最終的な確認・承認は院長が行うとしても、「書く」という作業をスタッフと分担することで、継続しやすくなります。
「音声入力・口述から文章を作る」
文章を書くことが苦手な院長先生には、音声入力を活用する方法があります。スマートフォンの音声入力機能を使って話した内容を文章化し、それを整理・加筆するというプロセスは、「ゼロから文章を書く」より大幅に負担が少なくなります。「書く」のではなく「話して文章にする」という発想の転換が、継続のハードルを下げます。
5.読まれるブログにするための基本ルール

書き続けることと同時に、「読まれるブログ」にするための基本的なルールを押さえておきましょう。

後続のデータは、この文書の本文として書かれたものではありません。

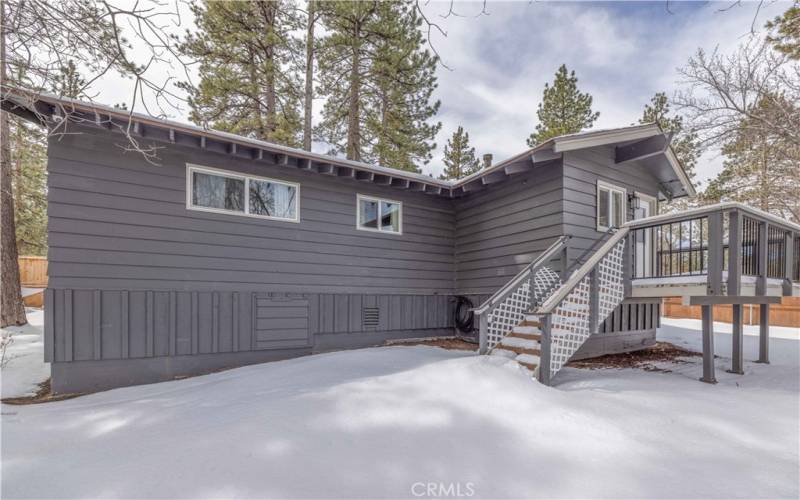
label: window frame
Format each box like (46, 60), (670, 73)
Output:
(595, 179), (628, 232)
(186, 163), (300, 223)
(356, 193), (403, 236)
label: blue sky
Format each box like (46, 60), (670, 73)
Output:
(89, 1), (790, 188)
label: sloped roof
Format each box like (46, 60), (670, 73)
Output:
(2, 86), (694, 196)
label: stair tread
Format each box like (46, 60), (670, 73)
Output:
(500, 335), (540, 349)
(507, 332), (542, 342)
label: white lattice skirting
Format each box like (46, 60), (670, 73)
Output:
(486, 266), (561, 349)
(550, 238), (625, 377)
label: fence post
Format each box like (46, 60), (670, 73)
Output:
(478, 311), (489, 354)
(539, 313), (552, 385)
(707, 212), (723, 295)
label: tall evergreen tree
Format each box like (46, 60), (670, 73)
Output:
(528, 64), (600, 147)
(767, 0), (800, 59)
(315, 1), (440, 171)
(702, 96), (800, 222)
(639, 92), (700, 179)
(181, 0), (303, 146)
(439, 125), (481, 180)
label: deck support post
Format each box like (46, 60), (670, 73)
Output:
(756, 221), (769, 295)
(757, 304), (769, 363)
(707, 212), (723, 295)
(538, 314), (552, 385)
(589, 267), (600, 334)
(783, 231), (795, 297)
(700, 305), (717, 384)
(729, 304), (744, 375)
(478, 311), (489, 354)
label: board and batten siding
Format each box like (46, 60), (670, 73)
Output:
(45, 128), (455, 392)
(563, 146), (660, 348)
(455, 161), (564, 295)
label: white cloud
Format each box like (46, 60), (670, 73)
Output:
(83, 2), (789, 186)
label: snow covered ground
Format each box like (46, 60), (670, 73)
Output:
(1, 320), (800, 498)
(0, 309), (50, 398)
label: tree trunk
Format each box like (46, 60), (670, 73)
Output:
(264, 2), (278, 140)
(303, 0), (316, 151)
(346, 35), (361, 161)
(0, 0), (28, 327)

タイトルに「検索キーワード」と「飼い主さんへのメリット」を入れる
「犬の皮膚炎について」というタイトルより「犬の皮膚が赤い・かゆい原因と対処法|アトピー・アレルギーの見分け方」というタイトルの方が、検索に引っかかりやすく・クリックされやすいです。タイトルには「何についての記事か(キーワード)」と「読んでどんな得があるか(メリット)」を含めることを意識しましょう。
冒頭で「飼い主さんの悩み・疑問」に共感する
記事の冒頭で「〇〇でお悩みではありませんか」「〇〇について不安に感じている飼い主さんは多いです」という共感の言葉から始めることで、「自分のことだ」と感じた飼い主さんが続きを読んでくれます。いきなり解説から入るより、読み手の状況への共感から始める記事の方が最後まで読まれやすいです。
記事の末尾に来院への導線を入れる
「気になる症状がある場合はお気軽にご相談ください」「詳しくは診察でお話しします。WEB予約はこちら」というCTA(行動を促す一言)を記事の末尾に入れることで、ブログが来院につながる導線になります。情報提供で終わるのではなく、「次のアクション」を示すことが集患効果を生む鍵です。
🤖 AI検索への効果 動物病院のブログは、AI検索対策において最も重要なコンテンツ資産です。「犬の熱中症の症状と応急処置を教えて」「猫が水を飲まないときどうすればいいか」というAI検索への質問に対して、その内容に詳しく答えるブログ記事を持つホームページは引用されやすくなります。ブログ記事を積み上げることは「AI検索に回答できるコンテンツの蓄積」であり、記事が増えるほどAI検索での露出機会が増えていきます。
まとめ
ブログを続けられるかどうかは、「文章力」より「仕組みと習慣」の問題です。「続けやすいテーマの選び方」と「無理なく書ける仕組み」を整えることで、忙しい院長先生でもブログを継続できます。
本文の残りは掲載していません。